An Indexing Quick-Change Toolpost
Introduction Description Construction Toolholders

This view shows the toolpost by itself, with no toolholder.

The large ball handle on top clamps the toolpost onto the topslide.

The dovetail toolholder clamp is operated by the ball handle at the back. This handle has stops that allow about 110° of movement.

The small ball handle operates the spring-loaded indexing plunger by means of a face cam. The indexing plate, fixed to the topslide, provides 24 divisions.

Secondary indexing holes are pitched at 17.5°. In combination with the 15° interval of the indexing plate, a pin placed in one of these holes provides secondary indexing at 2.5° intervals (144 divisions). The five holes have little plugs to prevent swarf dropping in.

In practice, the repeatability is not quite as good as I hoped. I have some ideas for improving it. Meanwhile, I find this toolpost is everything else I hoped for.

The Toolpost in Use
The top left view shows the toolpost set for turning, and the top right for facing.

The bottom left view shows the toolpost set round to 30°, showing the flexibility it offers for awkward jobs. This is useful when clearance is needed for a revolving centre in the tailstock. I have made some angled and extended toolholders to assist with this kind of work.

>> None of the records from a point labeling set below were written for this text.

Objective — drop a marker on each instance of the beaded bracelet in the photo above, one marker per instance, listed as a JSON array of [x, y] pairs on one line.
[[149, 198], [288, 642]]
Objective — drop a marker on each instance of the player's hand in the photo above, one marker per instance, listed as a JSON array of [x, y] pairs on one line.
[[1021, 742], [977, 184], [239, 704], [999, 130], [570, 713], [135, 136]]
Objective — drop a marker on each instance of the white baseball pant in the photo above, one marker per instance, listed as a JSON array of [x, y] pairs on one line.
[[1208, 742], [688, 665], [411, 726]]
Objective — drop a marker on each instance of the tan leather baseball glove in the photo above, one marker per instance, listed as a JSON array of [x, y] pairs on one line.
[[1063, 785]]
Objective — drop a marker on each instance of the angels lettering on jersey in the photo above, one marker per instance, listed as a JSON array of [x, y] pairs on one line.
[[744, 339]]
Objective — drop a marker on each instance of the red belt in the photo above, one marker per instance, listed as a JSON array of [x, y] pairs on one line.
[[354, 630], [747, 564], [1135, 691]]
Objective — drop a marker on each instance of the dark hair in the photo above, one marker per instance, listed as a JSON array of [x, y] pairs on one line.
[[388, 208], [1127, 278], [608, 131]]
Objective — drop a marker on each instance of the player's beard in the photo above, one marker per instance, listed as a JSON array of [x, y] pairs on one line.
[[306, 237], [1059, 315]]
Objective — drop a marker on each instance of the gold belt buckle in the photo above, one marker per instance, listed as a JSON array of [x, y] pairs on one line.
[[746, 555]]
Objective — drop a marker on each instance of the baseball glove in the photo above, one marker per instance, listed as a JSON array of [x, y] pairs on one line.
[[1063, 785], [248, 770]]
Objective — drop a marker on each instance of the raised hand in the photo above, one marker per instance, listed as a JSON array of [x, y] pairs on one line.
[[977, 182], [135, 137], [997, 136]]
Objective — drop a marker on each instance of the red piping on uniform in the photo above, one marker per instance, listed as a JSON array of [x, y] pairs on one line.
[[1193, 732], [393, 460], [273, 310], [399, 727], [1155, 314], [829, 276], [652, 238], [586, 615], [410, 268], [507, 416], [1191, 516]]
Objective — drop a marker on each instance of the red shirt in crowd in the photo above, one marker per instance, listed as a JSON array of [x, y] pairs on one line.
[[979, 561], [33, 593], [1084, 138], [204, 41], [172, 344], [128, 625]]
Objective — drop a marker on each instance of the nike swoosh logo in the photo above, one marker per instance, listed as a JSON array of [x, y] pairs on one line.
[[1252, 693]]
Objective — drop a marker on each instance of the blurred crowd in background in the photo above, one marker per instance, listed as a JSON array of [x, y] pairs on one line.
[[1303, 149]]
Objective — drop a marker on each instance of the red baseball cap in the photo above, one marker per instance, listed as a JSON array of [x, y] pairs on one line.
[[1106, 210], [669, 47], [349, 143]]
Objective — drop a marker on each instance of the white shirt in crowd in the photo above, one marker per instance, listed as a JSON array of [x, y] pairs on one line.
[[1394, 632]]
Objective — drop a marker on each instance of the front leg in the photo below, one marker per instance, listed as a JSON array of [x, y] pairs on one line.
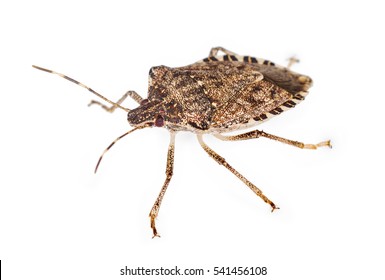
[[169, 172]]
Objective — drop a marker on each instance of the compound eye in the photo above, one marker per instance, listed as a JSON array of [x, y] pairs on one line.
[[159, 121]]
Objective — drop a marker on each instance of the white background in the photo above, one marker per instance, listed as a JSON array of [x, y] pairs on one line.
[[60, 221]]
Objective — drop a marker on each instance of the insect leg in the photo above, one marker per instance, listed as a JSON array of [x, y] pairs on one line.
[[112, 108], [259, 133], [223, 162], [169, 171], [214, 51]]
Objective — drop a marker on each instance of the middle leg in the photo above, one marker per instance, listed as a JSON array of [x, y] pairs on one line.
[[223, 162], [169, 171]]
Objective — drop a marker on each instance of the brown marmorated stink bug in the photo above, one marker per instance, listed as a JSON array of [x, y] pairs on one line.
[[215, 95]]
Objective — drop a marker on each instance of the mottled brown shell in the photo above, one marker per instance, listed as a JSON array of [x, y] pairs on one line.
[[220, 94]]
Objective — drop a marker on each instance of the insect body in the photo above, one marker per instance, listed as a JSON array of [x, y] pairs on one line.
[[215, 95]]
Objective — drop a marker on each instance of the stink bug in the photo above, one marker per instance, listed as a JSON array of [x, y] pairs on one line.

At the bottom right, the top slide is set to 27.5° for cutting a Whitworth form thread. The index plunger is disengaged (small ball-handle to the right) and, although it is not visible, the secondary, loose, index pin locates the toolpost square-on using the furthest of the five secondary indexing holes.

These views show boring tool holders. The left hand type is for small boring tools, as described by George Thomas. The right hand view shows a holder with a 1/2" boring bar.